Scenario: Runbook execution fails
Runbook execution fails and you receive the following error:
"The job action 'Activate' cannot be run, because the process stopped unexpectedly. The job action was attempted three times."
Your runbook is suspended shortly after it attempts to execute it three times. There are conditions, which may interrupt the runbook from completing. When this happens, the related error message may not include any additional information that tells you why.
The following are potential possible causes:
The runbooks can't authenticate with local resources
The hybrid worker is behind a proxy or firewall
The runbooks can't authenticate with local resources
The computer configured to run the Hybrid Runbook Worker feature does not meet the minimum hardware requirements.
Verify the computer has outbound access to *.azure-automation.net on port 443.
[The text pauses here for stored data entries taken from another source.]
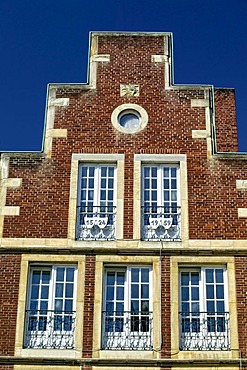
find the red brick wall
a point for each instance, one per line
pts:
(88, 307)
(241, 285)
(9, 286)
(225, 120)
(44, 195)
(165, 308)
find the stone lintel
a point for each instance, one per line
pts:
(199, 103)
(242, 212)
(200, 134)
(9, 210)
(101, 58)
(241, 184)
(57, 132)
(159, 58)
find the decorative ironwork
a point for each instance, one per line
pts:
(204, 331)
(49, 329)
(96, 223)
(124, 330)
(161, 223)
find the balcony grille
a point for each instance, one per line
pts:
(127, 330)
(204, 331)
(161, 223)
(96, 223)
(49, 329)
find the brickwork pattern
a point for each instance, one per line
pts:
(88, 307)
(225, 120)
(9, 286)
(241, 285)
(165, 308)
(44, 195)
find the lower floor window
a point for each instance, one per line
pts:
(50, 313)
(127, 316)
(204, 318)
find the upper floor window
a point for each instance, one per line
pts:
(96, 211)
(161, 202)
(50, 313)
(204, 319)
(127, 308)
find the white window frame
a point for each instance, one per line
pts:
(50, 316)
(126, 338)
(204, 338)
(96, 219)
(158, 218)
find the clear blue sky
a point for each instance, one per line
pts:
(46, 41)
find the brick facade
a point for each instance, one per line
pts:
(180, 122)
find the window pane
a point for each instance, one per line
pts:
(219, 292)
(36, 277)
(120, 293)
(60, 274)
(70, 274)
(145, 291)
(69, 290)
(185, 294)
(185, 278)
(219, 275)
(134, 275)
(134, 291)
(210, 291)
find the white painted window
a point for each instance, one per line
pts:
(127, 313)
(51, 305)
(204, 317)
(96, 209)
(160, 202)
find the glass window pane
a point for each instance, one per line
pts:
(69, 290)
(134, 291)
(173, 171)
(36, 277)
(144, 291)
(60, 273)
(110, 293)
(219, 292)
(135, 275)
(58, 304)
(185, 294)
(220, 305)
(210, 307)
(44, 292)
(135, 306)
(70, 274)
(195, 294)
(110, 278)
(120, 293)
(59, 290)
(68, 305)
(210, 292)
(185, 278)
(219, 275)
(209, 275)
(35, 292)
(120, 278)
(195, 278)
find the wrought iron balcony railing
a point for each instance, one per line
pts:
(161, 223)
(49, 329)
(127, 330)
(204, 331)
(96, 223)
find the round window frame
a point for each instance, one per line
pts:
(129, 108)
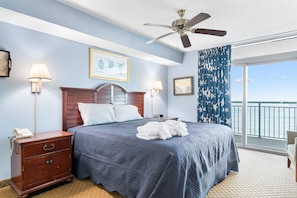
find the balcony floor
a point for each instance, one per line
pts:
(263, 142)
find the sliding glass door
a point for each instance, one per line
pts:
(264, 104)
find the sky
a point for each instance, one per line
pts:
(266, 82)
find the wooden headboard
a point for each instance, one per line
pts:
(103, 94)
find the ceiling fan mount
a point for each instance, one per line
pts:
(182, 25)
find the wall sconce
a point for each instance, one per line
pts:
(39, 73)
(157, 86)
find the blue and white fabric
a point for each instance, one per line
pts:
(214, 98)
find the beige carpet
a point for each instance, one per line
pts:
(261, 176)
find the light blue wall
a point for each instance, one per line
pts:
(68, 63)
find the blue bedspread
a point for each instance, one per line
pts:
(112, 155)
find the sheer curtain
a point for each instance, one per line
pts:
(214, 99)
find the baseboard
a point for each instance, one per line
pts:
(4, 183)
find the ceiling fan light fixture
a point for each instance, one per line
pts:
(182, 25)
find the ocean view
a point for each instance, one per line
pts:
(265, 119)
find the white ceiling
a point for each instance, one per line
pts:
(245, 21)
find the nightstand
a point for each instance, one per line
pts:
(41, 161)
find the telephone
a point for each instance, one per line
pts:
(22, 133)
(18, 133)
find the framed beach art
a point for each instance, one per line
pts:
(108, 66)
(183, 86)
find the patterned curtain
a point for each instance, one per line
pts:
(214, 99)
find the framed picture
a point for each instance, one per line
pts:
(5, 63)
(183, 86)
(108, 66)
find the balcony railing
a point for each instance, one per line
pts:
(265, 119)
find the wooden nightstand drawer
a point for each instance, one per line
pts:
(44, 147)
(41, 161)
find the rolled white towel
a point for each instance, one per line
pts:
(177, 127)
(153, 130)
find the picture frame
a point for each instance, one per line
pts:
(183, 86)
(5, 63)
(108, 66)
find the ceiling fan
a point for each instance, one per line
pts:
(181, 26)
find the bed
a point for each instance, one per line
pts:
(111, 154)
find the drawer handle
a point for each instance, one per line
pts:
(53, 146)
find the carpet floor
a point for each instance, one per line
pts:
(261, 175)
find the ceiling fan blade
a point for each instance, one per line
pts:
(197, 19)
(185, 40)
(158, 25)
(209, 31)
(155, 39)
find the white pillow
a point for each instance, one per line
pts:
(126, 112)
(92, 113)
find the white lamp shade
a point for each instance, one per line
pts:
(157, 85)
(40, 72)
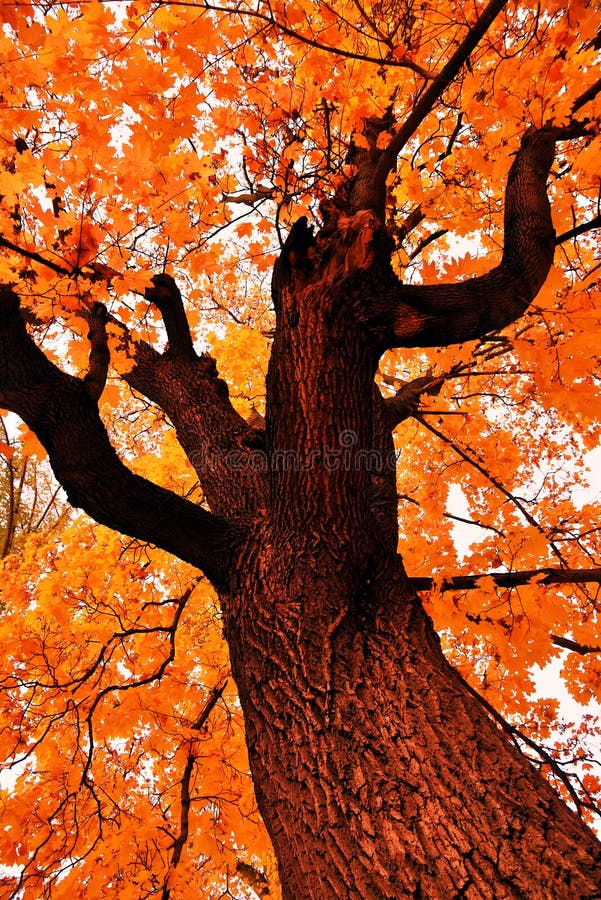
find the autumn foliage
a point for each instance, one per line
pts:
(186, 138)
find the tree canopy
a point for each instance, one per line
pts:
(149, 141)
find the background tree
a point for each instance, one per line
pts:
(197, 142)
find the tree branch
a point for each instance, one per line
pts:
(579, 229)
(435, 89)
(95, 380)
(509, 580)
(224, 450)
(166, 297)
(443, 314)
(569, 644)
(60, 410)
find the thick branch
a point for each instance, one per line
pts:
(443, 314)
(405, 402)
(509, 579)
(60, 410)
(378, 164)
(95, 380)
(220, 445)
(166, 297)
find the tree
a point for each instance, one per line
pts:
(182, 139)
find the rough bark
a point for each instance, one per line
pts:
(377, 771)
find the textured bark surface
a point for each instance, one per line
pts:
(378, 772)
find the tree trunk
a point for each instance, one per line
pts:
(377, 772)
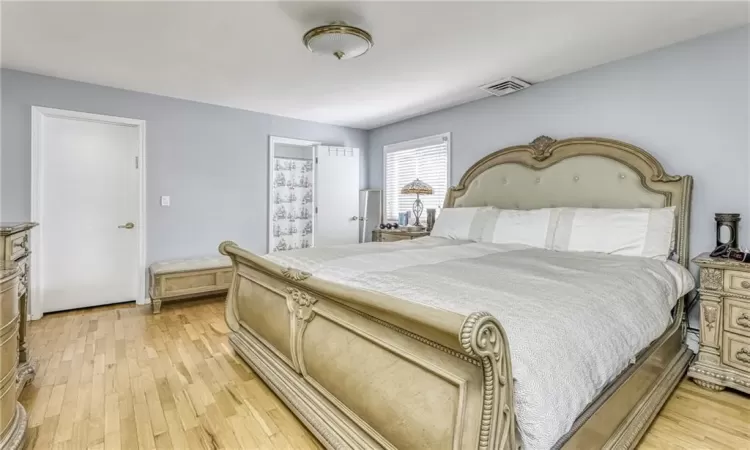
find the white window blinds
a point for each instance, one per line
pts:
(426, 159)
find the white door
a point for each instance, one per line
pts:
(337, 195)
(89, 197)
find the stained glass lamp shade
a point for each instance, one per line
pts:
(417, 187)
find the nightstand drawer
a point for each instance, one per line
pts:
(737, 282)
(737, 316)
(391, 237)
(735, 352)
(16, 245)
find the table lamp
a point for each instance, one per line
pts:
(417, 187)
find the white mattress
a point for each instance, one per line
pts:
(574, 320)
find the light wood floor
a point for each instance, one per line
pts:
(121, 378)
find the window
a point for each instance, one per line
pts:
(427, 159)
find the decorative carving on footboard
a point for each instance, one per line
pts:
(482, 336)
(363, 370)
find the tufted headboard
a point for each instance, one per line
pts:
(575, 172)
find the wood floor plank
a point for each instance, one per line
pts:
(119, 377)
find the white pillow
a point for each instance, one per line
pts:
(534, 227)
(630, 232)
(462, 223)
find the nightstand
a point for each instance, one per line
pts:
(724, 356)
(397, 235)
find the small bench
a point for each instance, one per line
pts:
(185, 278)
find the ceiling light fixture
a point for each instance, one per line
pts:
(338, 39)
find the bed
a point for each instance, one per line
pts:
(365, 362)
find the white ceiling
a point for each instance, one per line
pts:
(427, 55)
Computers running the Hybrid Runbook Worker should meet the minimum hardware requirements before it is configured to host this feature. Runbooks and the background processes they use may cause the system to be over utilized and cause runbook job delays or timeouts.
Confirm the computer that will run the Hybrid Runbook Worker feature meets the minimum hardware requirements. If it does, monitor CPU and memory use to determine any correlation between the performance of Hybrid Runbook Worker processes and Windows. If there's memory or CPU pressure, this may indicate the need to upgrade resources. You can also select a different compute resource that can support the minimum requirements and scale when workload demands indicate an increase is necessary.
Check the Microsoft-SMA event log for a corresponding event with description Win32 Process Exited with code . The cause of this error is you haven't configured authentication in your runbooks or specified the Run As credentials for the Hybrid worker group. Review Runbook permissions to confirm you have correctly configured authentication for your runbooks.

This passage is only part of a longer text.